Presenilin 1 is established as the catalytic subunit within γ-secretase—the enzyme conglomerate that unleashes the Aβ peptide from its precursor, the amyloid precursor protein. However, according to a pair of papers in the May 22 Proceedings of the National Academy of Sciences online, presenilin may at the same time undercut this well-proven effect. Researchers led by Paul Greengard at Rockefeller University in New York report that when phosphorylated at serine-367, PS1 teams up with a gang of vesicular proteins to kick autophagosome-lysosome fusion into high gear. This promotes the destruction of βCTF, the fragment left after β-secretase cleaves APP, thus thwarting the production of Aβ. The researchers believe that ramping up PS1 phosphorylation at serine-367 might become a therapeutic strategy to reduce Aβ overproduction.
“These are very interesting findings that show a new way that PS1 can affect Aβ levels, a pathway that may provide new potential targets for the discovery of AD therapeutics,” commented Michael Wolfe of Kansas University in Lawrence. Other researchers remained cautious in their interpretation until the subcellular pools of APP that might be subject to this bidirectional, PS1-mediated processing are further defined (see, e.g., Wim Annaert comment below).
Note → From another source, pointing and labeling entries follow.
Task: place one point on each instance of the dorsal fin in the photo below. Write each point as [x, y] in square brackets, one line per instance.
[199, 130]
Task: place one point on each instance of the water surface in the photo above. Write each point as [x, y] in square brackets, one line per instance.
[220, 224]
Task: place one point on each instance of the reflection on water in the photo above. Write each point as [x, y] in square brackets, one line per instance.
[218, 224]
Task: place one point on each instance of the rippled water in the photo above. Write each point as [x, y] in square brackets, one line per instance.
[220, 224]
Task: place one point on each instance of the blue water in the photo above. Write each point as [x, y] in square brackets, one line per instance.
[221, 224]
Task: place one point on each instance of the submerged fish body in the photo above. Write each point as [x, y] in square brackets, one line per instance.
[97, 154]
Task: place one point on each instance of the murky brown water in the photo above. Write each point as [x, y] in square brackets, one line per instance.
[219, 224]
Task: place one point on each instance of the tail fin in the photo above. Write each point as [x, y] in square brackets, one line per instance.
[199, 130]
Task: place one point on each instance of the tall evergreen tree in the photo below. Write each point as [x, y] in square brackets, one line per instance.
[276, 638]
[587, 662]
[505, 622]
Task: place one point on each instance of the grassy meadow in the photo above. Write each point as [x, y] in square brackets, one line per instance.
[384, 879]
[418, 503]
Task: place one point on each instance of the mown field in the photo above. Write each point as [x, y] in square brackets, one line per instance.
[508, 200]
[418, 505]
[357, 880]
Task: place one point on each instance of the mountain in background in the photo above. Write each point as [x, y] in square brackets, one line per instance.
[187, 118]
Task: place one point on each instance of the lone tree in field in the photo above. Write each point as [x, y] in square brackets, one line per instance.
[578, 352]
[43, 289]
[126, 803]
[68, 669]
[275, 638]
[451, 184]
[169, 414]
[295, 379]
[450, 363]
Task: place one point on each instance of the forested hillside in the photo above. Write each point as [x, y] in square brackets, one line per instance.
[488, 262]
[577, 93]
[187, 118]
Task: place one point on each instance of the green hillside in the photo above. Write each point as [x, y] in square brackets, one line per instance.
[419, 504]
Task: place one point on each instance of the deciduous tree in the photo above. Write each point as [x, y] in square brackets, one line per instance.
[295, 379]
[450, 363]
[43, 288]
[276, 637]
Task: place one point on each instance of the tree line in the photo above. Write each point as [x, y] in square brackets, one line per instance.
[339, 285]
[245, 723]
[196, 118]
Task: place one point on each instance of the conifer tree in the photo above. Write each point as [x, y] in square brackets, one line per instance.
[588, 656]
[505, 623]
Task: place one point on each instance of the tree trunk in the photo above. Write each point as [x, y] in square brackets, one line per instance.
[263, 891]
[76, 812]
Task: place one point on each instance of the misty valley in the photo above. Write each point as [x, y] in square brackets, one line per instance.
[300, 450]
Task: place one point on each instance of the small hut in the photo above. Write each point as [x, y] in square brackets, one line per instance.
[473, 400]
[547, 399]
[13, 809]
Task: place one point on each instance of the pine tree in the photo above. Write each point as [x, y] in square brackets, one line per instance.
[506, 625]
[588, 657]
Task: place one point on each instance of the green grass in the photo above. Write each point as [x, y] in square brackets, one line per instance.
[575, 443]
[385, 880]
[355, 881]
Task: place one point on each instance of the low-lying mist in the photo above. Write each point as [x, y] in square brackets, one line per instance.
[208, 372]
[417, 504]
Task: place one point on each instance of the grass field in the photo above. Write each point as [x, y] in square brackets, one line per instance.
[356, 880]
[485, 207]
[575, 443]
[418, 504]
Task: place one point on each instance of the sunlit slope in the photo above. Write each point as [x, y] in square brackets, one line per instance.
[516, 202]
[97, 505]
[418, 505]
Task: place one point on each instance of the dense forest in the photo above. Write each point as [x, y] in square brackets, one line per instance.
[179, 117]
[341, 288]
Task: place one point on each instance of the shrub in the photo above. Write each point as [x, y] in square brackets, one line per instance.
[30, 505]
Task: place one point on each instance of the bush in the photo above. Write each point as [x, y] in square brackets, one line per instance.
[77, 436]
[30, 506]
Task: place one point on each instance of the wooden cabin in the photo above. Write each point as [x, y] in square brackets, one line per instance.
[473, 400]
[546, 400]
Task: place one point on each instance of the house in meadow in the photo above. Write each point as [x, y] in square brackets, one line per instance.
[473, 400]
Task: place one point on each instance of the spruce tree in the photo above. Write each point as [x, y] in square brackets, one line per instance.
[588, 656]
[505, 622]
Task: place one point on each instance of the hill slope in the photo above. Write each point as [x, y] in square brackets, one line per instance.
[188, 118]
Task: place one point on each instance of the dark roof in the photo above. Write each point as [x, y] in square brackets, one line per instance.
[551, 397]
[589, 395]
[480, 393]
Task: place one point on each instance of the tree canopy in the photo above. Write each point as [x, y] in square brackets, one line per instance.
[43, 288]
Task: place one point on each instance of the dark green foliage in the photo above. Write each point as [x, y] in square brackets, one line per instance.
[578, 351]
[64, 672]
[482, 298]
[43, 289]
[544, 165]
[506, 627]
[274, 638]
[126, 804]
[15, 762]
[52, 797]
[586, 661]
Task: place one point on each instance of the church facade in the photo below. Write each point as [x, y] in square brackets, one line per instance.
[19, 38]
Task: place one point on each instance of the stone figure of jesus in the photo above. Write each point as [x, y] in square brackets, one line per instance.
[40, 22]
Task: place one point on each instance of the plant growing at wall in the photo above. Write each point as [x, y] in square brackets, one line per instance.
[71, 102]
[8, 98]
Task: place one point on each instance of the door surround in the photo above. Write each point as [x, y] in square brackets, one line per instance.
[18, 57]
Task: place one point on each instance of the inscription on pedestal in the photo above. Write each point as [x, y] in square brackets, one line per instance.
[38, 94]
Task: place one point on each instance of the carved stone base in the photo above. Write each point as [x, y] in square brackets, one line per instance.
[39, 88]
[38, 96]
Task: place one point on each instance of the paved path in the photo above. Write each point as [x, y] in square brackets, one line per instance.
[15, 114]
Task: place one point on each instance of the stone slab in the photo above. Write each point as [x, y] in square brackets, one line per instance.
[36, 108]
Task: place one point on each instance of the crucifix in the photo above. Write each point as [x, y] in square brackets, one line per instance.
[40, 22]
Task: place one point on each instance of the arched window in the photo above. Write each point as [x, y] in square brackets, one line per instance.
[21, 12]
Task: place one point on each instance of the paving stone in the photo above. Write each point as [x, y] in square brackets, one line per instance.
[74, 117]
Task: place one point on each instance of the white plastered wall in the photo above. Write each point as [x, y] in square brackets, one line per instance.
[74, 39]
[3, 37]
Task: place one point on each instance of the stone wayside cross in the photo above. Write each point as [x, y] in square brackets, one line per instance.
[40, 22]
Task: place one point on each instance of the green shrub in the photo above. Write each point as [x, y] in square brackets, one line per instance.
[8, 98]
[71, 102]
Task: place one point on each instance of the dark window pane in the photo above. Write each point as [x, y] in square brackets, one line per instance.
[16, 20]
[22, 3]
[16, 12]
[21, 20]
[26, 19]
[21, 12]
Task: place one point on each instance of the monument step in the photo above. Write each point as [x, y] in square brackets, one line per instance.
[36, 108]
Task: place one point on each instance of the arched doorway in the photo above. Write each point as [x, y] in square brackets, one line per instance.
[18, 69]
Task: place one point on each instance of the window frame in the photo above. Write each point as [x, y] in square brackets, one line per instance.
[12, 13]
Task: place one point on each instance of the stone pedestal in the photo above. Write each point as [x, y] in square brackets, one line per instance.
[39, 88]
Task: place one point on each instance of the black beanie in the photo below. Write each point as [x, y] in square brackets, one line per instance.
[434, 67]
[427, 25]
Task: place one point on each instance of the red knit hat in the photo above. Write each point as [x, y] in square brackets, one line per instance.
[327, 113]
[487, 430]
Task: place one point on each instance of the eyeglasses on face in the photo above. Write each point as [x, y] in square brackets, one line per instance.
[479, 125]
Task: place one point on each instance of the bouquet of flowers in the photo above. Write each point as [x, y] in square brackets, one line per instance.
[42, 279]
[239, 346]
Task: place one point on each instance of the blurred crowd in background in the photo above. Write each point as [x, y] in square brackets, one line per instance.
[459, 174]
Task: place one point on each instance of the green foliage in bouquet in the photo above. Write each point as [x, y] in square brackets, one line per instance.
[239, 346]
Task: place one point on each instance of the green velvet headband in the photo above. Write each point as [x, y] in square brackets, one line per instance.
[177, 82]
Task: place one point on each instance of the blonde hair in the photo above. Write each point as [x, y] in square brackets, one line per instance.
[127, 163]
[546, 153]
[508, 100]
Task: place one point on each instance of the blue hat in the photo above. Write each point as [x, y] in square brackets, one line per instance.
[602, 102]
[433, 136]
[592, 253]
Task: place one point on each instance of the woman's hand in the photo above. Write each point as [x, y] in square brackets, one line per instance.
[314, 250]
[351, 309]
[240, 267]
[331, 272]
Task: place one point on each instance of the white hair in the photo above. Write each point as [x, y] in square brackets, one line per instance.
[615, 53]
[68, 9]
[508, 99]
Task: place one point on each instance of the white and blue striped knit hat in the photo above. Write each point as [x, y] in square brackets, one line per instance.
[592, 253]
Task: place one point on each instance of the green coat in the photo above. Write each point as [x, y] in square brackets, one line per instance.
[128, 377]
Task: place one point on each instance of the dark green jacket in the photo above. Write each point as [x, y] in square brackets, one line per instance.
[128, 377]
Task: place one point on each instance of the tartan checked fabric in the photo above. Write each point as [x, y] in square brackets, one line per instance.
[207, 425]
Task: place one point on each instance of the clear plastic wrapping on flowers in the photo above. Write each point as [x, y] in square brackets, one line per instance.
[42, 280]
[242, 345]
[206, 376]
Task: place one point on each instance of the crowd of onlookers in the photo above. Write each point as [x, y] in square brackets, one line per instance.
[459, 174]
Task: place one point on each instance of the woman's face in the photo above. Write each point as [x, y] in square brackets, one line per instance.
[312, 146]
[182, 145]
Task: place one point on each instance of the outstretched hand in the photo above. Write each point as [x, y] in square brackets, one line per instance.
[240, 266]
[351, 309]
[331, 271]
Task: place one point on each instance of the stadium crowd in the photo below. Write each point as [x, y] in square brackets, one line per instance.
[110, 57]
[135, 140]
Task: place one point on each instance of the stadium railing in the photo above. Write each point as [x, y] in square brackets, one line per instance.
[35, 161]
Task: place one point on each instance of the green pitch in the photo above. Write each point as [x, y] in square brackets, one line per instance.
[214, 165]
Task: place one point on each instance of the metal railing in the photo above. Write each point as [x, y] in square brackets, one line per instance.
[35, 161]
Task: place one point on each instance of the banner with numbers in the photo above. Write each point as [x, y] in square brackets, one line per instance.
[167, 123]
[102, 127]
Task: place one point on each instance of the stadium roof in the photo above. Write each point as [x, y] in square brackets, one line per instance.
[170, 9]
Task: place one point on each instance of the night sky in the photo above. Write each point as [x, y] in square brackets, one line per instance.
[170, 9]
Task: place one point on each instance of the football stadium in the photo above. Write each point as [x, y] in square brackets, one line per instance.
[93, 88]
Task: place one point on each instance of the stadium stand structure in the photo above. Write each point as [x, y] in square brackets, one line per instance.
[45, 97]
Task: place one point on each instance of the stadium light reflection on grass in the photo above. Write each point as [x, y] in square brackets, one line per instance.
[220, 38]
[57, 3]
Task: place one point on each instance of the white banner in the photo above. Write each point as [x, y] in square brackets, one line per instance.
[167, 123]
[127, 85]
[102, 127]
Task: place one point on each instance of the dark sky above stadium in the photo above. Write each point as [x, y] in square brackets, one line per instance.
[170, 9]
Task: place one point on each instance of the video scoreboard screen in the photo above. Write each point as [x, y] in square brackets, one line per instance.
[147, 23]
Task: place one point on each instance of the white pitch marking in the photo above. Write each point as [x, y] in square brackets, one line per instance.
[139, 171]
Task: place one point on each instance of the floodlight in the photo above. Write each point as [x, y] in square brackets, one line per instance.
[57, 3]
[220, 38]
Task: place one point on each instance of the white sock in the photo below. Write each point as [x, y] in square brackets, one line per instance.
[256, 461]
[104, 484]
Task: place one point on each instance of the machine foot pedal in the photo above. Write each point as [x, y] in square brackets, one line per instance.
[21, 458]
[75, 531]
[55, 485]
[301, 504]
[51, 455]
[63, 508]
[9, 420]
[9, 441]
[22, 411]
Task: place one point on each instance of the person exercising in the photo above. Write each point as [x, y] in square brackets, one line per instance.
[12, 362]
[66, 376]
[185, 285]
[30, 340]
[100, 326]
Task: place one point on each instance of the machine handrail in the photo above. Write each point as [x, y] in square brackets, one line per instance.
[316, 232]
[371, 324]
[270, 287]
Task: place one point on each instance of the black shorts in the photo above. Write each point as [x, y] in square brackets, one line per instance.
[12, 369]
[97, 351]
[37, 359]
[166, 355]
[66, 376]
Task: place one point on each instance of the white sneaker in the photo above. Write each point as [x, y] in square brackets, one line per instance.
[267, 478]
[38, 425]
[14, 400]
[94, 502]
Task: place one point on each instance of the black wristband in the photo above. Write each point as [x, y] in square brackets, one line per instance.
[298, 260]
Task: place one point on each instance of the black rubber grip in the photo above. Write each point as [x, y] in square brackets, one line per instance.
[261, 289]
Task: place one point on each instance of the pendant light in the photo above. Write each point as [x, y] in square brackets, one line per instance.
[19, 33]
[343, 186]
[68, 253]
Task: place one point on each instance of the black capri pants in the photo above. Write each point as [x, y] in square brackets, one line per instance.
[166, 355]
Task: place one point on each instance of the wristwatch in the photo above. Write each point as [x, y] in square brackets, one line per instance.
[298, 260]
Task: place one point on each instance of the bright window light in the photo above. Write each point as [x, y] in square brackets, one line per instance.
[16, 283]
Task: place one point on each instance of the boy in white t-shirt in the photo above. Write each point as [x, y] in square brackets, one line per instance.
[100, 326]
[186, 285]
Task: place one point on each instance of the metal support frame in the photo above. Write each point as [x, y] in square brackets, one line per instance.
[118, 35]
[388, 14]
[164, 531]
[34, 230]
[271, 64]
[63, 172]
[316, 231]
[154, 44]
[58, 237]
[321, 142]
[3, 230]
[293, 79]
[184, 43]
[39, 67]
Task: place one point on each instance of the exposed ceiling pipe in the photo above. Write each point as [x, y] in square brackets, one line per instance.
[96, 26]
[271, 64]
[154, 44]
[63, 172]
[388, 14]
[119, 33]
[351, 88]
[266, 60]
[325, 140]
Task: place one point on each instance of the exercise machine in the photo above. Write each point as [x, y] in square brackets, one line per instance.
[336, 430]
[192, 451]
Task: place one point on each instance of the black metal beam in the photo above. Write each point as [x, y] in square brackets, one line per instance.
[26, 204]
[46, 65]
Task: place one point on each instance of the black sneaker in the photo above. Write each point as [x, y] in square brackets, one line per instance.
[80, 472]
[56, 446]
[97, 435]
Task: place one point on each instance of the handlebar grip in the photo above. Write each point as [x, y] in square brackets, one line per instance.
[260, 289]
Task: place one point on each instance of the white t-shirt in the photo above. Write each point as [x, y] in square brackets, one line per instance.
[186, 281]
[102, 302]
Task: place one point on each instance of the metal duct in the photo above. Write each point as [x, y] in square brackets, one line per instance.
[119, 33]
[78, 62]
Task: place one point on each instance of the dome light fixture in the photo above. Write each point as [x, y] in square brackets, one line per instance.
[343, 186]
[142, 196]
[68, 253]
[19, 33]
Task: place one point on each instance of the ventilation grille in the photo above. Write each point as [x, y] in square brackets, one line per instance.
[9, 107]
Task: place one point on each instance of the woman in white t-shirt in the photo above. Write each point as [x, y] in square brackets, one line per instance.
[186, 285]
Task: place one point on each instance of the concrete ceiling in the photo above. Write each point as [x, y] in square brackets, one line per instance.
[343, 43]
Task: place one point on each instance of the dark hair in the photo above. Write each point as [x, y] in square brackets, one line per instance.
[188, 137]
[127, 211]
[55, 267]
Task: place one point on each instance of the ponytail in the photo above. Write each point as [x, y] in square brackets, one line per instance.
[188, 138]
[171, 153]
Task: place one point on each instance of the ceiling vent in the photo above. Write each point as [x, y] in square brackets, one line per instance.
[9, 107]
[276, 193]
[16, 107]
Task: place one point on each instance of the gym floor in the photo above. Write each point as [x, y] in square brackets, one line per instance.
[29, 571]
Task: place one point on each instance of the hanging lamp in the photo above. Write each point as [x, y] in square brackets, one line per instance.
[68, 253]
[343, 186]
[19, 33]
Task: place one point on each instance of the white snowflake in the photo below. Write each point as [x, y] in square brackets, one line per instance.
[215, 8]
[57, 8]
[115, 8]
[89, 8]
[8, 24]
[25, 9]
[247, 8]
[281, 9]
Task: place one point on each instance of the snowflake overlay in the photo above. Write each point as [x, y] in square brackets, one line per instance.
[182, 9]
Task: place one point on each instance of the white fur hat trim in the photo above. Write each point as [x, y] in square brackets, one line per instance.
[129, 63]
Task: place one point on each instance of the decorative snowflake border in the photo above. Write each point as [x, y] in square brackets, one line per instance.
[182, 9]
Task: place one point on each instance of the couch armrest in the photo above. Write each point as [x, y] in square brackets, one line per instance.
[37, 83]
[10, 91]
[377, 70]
Leading a Double Life? A study claims that besides generating Aβ, PS1 also reduces it by promoting autophagy. [Courtesy of Bustos et al., PNAS, 2017.]
This is not the first time researchers have proposed a non-catalytic role for PS1; for example, it reportedly acts as a release valve for intracellular calcium stores (Jun 2010 news). Whether or how non-catalytic functions are regulated remains a mystery, but it is possible that phosphorylation of the protein could play a role. In support of this idea, a previous study reported that phosphorylation on any of 15 sites, including serine-367, had no effect on PS1’s catalytic function (see Matz et al., 2015). However, a more recent report claimed that phosphorylation at serine-367 did affect PS1’s catalytic function, stating that phosphomimetic mutations at residues including at serine-367 forced PS1 into a “closed conformation” (Maesako et al., 2017). This conformation previously had been reported to boost the Aβ42/Aβ40 ratio, and is the shape taken by PS1 harboring familial AD mutations (Uemura et al., 2009; Berezovska et al., 2005).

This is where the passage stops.